La fin d’avril fut marquée par un accident triste et touchant. Peu auparavant, Nourrit, le grand chanteur, se tua à Naples en tombant de la fenêtre d’un étage supérieur ; d’aucuns disent que ce fut un suicide, commis dans un accès de désespoir causé par la perte de sa voix ; d’autres que ce fut à la suite d’un vertige ou d’une distraction qui lui aurait fait prendre la fenêtre ouverte pour la porte d’un balcon. La malheureuse veuve, mère de six enfants et en attente d’un septième, revenait avec la dépouille de son mari en France. Le jour où dans une des églises marseillaises, — malgré la protestation de l’évêque, — on célébra une messe pour le mort, Chopin voulut, en souvenir de son ami disparu, tenir l’orgue pendant le service funèbre. La nouvelle s’en répandit dans la ville et la curiosité amena une foule d’auditeurs dans la petite église.

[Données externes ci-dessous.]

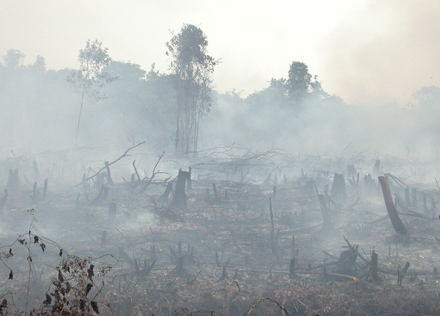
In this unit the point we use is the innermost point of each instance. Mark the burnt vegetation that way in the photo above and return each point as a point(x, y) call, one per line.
point(97, 222)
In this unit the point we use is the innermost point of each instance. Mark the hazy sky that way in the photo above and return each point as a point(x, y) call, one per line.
point(363, 50)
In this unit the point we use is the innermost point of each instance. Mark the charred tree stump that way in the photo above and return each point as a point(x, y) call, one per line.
point(45, 189)
point(391, 208)
point(179, 198)
point(3, 200)
point(167, 192)
point(407, 197)
point(36, 172)
point(272, 229)
point(425, 203)
point(13, 183)
point(376, 168)
point(414, 197)
point(338, 190)
point(35, 193)
point(373, 267)
point(189, 179)
point(214, 189)
point(179, 266)
point(104, 238)
point(112, 208)
point(292, 268)
point(351, 170)
point(109, 175)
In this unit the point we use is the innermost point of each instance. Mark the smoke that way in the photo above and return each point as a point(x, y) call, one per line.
point(384, 53)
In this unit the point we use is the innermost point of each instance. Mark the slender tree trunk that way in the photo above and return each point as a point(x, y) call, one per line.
point(79, 117)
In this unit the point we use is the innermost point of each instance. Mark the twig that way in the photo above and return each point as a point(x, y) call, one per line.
point(108, 165)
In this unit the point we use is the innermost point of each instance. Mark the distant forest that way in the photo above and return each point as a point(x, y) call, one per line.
point(180, 111)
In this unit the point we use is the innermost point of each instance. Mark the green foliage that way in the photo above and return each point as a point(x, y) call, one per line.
point(13, 58)
point(91, 77)
point(192, 68)
point(299, 81)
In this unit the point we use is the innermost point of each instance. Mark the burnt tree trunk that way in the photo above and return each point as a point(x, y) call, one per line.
point(391, 208)
point(179, 198)
point(338, 191)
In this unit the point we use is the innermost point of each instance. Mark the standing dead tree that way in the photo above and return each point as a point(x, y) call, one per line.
point(391, 208)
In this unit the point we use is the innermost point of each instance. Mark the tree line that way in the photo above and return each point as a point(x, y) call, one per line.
point(168, 108)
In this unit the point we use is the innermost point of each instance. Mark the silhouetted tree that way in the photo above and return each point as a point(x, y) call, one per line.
point(192, 68)
point(299, 81)
point(90, 77)
point(13, 58)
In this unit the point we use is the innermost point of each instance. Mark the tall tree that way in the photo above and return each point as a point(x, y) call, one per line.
point(192, 68)
point(299, 81)
point(91, 77)
point(13, 58)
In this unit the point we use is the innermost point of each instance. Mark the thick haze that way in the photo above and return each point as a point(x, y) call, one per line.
point(363, 51)
point(384, 52)
point(257, 40)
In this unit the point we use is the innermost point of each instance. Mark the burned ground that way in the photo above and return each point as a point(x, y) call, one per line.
point(261, 234)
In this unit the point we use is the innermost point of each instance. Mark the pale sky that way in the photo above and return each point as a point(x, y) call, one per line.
point(256, 40)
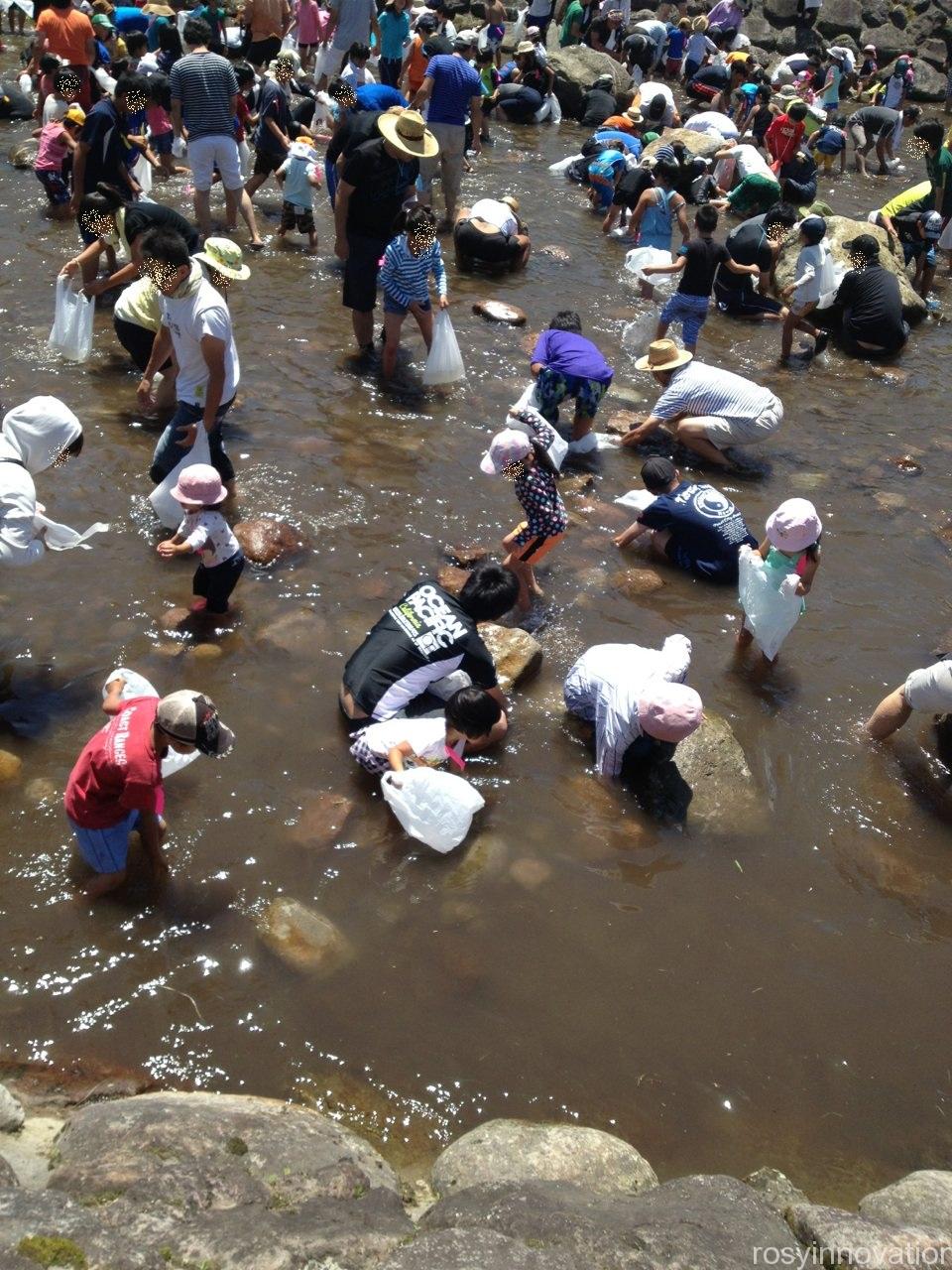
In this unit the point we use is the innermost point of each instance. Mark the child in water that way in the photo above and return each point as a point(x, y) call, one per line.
point(525, 461)
point(404, 276)
point(470, 715)
point(204, 530)
point(792, 545)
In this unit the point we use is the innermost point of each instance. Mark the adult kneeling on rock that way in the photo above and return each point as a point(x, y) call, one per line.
point(492, 235)
point(636, 698)
point(424, 638)
point(706, 408)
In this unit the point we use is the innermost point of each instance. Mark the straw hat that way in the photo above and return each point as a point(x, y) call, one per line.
point(662, 354)
point(409, 135)
point(226, 257)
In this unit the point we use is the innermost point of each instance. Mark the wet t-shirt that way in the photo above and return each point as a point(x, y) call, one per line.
point(707, 530)
point(422, 638)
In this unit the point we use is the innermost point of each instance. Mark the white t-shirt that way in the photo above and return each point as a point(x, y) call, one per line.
point(428, 738)
point(208, 534)
point(189, 320)
point(494, 212)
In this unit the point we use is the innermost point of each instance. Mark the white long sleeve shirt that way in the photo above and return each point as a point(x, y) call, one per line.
point(604, 686)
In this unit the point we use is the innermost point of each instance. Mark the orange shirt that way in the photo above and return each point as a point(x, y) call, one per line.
point(67, 32)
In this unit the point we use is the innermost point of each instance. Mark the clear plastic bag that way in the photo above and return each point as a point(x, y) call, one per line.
point(71, 334)
point(770, 613)
point(164, 506)
point(435, 808)
point(444, 363)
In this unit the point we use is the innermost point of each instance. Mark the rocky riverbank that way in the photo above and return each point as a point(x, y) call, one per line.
point(203, 1182)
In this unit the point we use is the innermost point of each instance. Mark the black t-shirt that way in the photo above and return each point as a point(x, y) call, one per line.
point(879, 121)
point(380, 189)
point(747, 244)
point(595, 107)
point(706, 529)
point(630, 189)
point(702, 255)
point(353, 131)
point(424, 636)
point(873, 309)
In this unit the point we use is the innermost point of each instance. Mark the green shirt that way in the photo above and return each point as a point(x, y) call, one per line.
point(574, 14)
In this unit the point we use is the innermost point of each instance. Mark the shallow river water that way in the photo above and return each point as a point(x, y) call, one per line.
point(721, 1002)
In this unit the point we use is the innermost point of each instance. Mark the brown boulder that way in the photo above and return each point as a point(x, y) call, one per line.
point(268, 541)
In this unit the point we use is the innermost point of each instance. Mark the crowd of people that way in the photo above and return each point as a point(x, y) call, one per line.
point(123, 94)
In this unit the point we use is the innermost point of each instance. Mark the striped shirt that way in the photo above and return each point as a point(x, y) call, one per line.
point(204, 84)
point(405, 277)
point(705, 390)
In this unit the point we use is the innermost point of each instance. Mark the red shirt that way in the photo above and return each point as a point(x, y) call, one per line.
point(118, 771)
point(783, 137)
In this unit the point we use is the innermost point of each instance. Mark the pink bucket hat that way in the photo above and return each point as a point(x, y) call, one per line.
point(794, 526)
point(507, 447)
point(669, 711)
point(199, 485)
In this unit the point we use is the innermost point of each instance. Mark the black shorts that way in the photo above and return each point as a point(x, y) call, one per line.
point(137, 341)
point(263, 51)
point(361, 270)
point(293, 214)
point(216, 583)
point(488, 248)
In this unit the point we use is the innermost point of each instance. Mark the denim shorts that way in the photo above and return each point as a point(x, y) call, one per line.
point(391, 307)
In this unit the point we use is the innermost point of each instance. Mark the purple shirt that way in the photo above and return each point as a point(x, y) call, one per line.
point(454, 85)
point(567, 353)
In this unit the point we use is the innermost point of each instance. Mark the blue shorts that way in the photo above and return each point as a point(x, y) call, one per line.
point(690, 312)
point(105, 849)
point(391, 307)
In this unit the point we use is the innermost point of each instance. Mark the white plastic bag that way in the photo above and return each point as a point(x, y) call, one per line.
point(639, 257)
point(444, 363)
point(71, 334)
point(435, 808)
point(164, 506)
point(770, 613)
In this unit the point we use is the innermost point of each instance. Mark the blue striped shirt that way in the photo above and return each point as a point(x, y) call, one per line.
point(405, 277)
point(705, 390)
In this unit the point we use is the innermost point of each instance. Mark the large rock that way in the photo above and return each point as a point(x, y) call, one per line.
point(841, 230)
point(303, 939)
point(578, 67)
point(268, 541)
point(516, 653)
point(477, 1250)
point(694, 1223)
point(923, 1198)
point(861, 1242)
point(221, 1180)
point(516, 1151)
point(841, 16)
point(702, 144)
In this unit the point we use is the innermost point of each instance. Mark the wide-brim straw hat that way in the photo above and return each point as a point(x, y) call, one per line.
point(662, 354)
point(409, 134)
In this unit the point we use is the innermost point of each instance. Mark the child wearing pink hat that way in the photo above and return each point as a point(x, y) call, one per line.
point(524, 458)
point(791, 547)
point(206, 532)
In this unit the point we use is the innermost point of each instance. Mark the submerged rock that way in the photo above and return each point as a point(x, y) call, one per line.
point(303, 939)
point(268, 541)
point(516, 1151)
point(516, 653)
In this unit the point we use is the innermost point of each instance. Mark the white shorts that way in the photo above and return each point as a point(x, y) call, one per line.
point(930, 689)
point(742, 432)
point(206, 154)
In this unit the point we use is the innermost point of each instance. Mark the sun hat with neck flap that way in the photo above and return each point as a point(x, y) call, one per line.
point(662, 354)
point(409, 134)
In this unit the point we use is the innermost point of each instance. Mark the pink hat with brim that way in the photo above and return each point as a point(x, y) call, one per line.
point(199, 485)
point(507, 447)
point(794, 526)
point(669, 711)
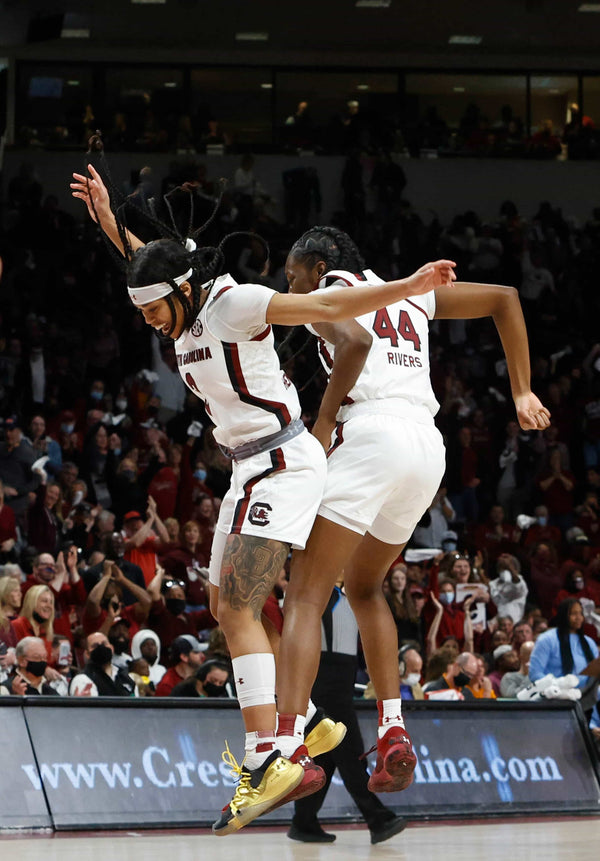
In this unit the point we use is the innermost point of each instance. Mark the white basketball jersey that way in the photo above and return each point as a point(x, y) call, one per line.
point(397, 366)
point(228, 359)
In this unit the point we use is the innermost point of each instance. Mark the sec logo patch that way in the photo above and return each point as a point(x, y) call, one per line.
point(259, 514)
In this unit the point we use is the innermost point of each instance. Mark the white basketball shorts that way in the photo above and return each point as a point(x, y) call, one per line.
point(275, 494)
point(383, 471)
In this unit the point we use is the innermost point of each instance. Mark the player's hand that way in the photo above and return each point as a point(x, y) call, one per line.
point(438, 274)
point(323, 430)
point(531, 413)
point(92, 189)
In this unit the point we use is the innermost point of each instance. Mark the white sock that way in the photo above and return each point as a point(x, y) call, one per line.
point(290, 733)
point(390, 715)
point(258, 747)
point(254, 677)
point(310, 711)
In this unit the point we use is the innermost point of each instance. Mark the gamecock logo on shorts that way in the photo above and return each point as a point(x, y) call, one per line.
point(259, 514)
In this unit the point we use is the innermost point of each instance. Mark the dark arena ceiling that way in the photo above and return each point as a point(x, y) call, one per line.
point(543, 34)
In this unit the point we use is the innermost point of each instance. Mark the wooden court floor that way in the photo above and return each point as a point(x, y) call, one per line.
point(556, 839)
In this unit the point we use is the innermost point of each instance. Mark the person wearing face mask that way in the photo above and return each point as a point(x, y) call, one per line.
point(541, 530)
point(145, 644)
point(168, 616)
point(575, 587)
point(118, 637)
point(100, 677)
point(186, 657)
point(105, 602)
point(188, 562)
point(28, 679)
point(509, 590)
point(456, 678)
point(209, 680)
point(453, 618)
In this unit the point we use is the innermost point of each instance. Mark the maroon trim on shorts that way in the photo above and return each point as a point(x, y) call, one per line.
point(241, 509)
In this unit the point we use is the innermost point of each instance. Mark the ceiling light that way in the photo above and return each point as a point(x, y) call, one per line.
point(252, 37)
point(465, 40)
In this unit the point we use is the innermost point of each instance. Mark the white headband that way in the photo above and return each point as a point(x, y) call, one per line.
point(151, 292)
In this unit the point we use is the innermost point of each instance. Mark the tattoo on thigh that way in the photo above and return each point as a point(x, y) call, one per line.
point(249, 570)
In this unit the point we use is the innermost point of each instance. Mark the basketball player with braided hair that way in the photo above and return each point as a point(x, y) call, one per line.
point(385, 464)
point(223, 339)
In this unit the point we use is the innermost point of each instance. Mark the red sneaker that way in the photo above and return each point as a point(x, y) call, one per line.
point(396, 762)
point(313, 780)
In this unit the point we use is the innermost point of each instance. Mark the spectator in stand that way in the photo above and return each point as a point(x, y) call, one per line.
point(168, 616)
point(189, 564)
point(8, 530)
point(564, 649)
point(575, 587)
point(105, 601)
point(100, 677)
point(37, 617)
point(16, 460)
point(145, 644)
point(557, 486)
point(98, 461)
point(32, 660)
point(544, 576)
point(44, 524)
point(509, 590)
point(517, 680)
point(186, 657)
point(456, 678)
point(505, 660)
point(113, 547)
point(143, 539)
point(496, 535)
point(522, 633)
point(44, 446)
point(10, 604)
point(462, 476)
point(541, 530)
point(209, 680)
point(118, 637)
point(126, 489)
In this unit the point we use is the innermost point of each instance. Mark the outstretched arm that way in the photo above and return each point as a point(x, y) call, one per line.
point(92, 189)
point(470, 301)
point(352, 343)
point(327, 306)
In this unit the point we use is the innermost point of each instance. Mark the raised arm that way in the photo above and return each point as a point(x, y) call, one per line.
point(328, 306)
point(470, 301)
point(92, 189)
point(352, 343)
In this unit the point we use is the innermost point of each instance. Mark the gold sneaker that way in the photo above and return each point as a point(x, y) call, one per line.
point(257, 790)
point(322, 734)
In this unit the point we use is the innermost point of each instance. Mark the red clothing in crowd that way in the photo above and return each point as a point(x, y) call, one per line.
point(168, 682)
point(181, 564)
point(91, 624)
point(8, 524)
point(22, 627)
point(168, 626)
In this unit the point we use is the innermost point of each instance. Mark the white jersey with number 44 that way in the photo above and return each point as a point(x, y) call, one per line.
point(397, 366)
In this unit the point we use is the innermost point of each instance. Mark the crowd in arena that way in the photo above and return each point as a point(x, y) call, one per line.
point(110, 479)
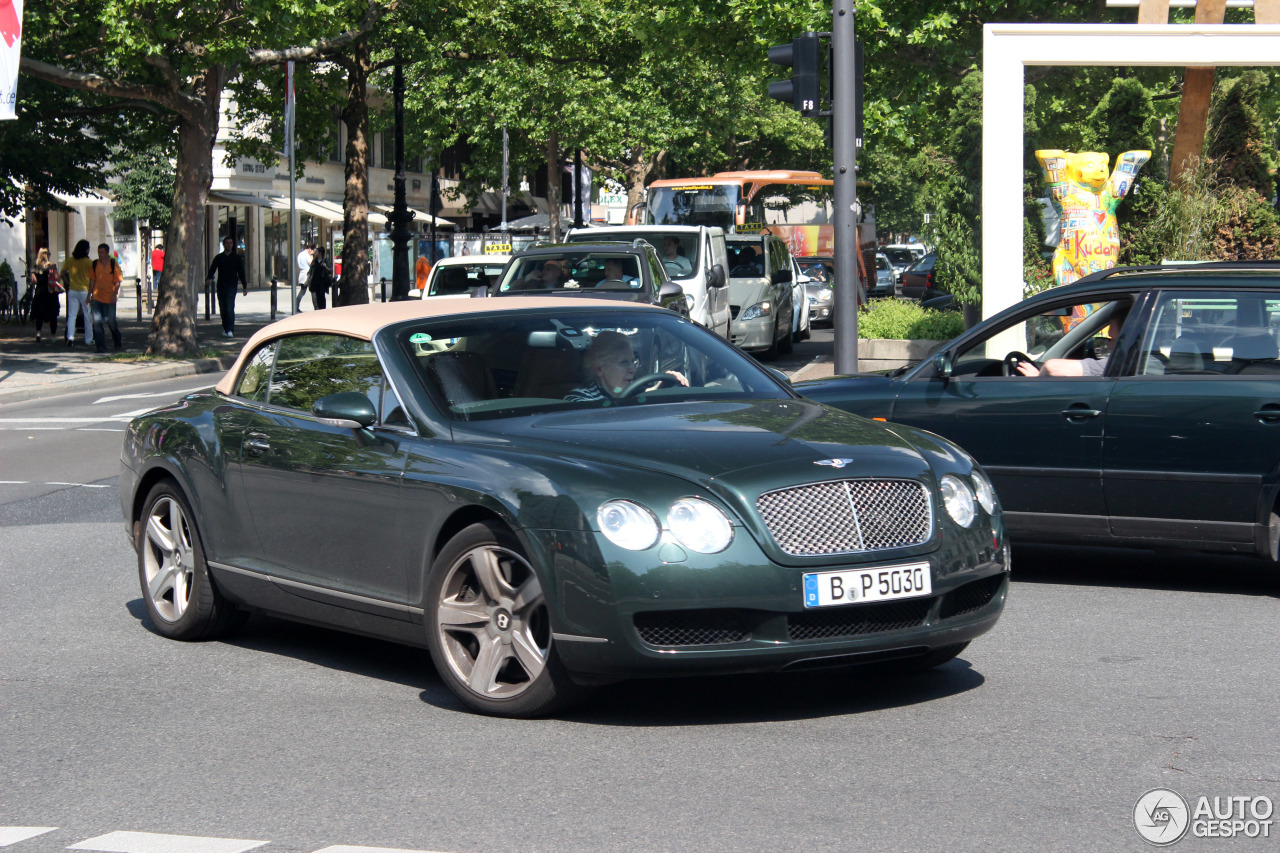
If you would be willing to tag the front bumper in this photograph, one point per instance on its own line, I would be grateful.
(753, 334)
(740, 612)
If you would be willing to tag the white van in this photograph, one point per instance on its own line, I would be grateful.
(695, 259)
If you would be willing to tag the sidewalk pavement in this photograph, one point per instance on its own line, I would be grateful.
(31, 370)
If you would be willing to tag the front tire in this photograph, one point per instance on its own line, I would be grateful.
(179, 594)
(489, 628)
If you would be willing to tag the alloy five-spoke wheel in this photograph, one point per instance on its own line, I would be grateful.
(492, 619)
(168, 562)
(489, 630)
(181, 597)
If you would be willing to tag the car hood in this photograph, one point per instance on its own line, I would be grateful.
(749, 446)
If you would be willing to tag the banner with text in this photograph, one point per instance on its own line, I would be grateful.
(10, 51)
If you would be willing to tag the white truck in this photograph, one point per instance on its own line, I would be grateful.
(695, 258)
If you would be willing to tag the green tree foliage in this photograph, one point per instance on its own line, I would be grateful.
(906, 320)
(1237, 144)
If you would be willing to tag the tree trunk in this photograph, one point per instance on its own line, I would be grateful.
(553, 176)
(173, 325)
(352, 287)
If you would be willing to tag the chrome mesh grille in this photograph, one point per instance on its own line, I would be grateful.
(844, 516)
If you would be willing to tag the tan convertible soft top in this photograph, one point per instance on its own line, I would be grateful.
(364, 320)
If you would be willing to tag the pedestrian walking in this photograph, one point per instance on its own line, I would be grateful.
(320, 279)
(156, 265)
(106, 278)
(305, 258)
(227, 272)
(45, 305)
(80, 273)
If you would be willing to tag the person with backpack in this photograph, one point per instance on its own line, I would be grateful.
(320, 279)
(105, 279)
(228, 269)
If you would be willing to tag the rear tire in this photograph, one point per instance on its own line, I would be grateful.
(179, 594)
(489, 628)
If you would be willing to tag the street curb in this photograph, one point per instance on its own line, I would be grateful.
(119, 379)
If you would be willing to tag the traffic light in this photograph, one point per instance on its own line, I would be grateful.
(804, 90)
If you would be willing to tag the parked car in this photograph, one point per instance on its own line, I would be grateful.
(903, 256)
(536, 543)
(460, 277)
(700, 264)
(615, 270)
(801, 318)
(759, 293)
(1168, 434)
(821, 288)
(917, 282)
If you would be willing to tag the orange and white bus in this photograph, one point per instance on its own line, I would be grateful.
(798, 206)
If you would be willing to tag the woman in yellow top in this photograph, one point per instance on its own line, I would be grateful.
(78, 272)
(106, 288)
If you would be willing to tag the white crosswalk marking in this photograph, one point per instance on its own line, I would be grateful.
(14, 834)
(154, 843)
(347, 848)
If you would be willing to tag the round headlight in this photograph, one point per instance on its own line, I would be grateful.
(627, 525)
(983, 489)
(699, 525)
(958, 497)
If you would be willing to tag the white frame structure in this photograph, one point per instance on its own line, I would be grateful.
(1009, 48)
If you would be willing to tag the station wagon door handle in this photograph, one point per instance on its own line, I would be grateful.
(1079, 413)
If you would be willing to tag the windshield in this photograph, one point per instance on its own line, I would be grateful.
(679, 252)
(694, 205)
(547, 360)
(461, 278)
(599, 269)
(778, 204)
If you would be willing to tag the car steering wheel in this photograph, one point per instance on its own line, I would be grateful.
(640, 383)
(1010, 363)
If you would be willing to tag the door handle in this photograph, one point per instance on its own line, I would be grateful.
(1080, 411)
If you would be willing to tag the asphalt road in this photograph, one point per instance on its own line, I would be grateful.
(1110, 674)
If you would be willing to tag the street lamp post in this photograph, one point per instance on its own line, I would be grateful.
(401, 214)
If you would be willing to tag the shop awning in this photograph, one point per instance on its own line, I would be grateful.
(237, 199)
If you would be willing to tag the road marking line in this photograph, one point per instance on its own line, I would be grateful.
(155, 843)
(156, 393)
(348, 848)
(14, 834)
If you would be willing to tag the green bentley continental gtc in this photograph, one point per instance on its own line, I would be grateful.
(552, 495)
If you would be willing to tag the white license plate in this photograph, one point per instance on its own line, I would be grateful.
(859, 585)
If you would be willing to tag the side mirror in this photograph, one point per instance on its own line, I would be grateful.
(942, 364)
(718, 278)
(672, 296)
(347, 409)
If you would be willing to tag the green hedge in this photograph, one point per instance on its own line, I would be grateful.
(906, 320)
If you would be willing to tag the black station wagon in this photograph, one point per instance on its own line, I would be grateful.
(552, 493)
(1137, 406)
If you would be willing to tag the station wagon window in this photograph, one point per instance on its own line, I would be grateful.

Mais cet auditoire qui, — au dire de George Sand, — s’était porté là en masse et avait poussé la curiosité jusqu’à payer cinquante centimes la chaise (prix inouï pour Marseille), a été fort désappointé, car on s’attendait à ce que Chopin fît un vacarme à tout renverser et brisât pour le moins deux ou trois jeux d’orgue. On s’attendait aussi à me voir en grande tenue, au beau milieu du chœur, que sais-je ?
Or, tout se passa bien autrement. Je ne sais pas si les chantres Font fait exprès, mais je n’ai jamais entendu chanter plus faux ; Chopin s’est dévoué à jouer de l’orgue à l’élévation ; quel orgue ! un instrument faux, criard, n’ayant de souffle que pour détonner. Pourtant votre petit en a tiré tout le parti possible ! Il a pris les jeux les moins aigres et il a joué les Astres, non pas d’un ton exalté et glorieux comme faisait Nourrit, mais d’un ton plaintif et doux, comme l’écho lointain d’un autre monde. Nous étions là deux ou trois tout au plus qui avons vivement senti cela et dont les yeux se sont remplis de larmes. On ne m’a point vue du tout ; j’étais cachée dans l’orgue, et j’apercevais, à travers la balustrade, le cercueil de ce pauvre Nourrit. Vous sou-’ venez-vous comme je l’embrassais de grand cœur chez Viardot, la dernière fois que nous le vîmes ? Qui pouvait s’attendre à le trouver sous un drap noir entre des cierges ?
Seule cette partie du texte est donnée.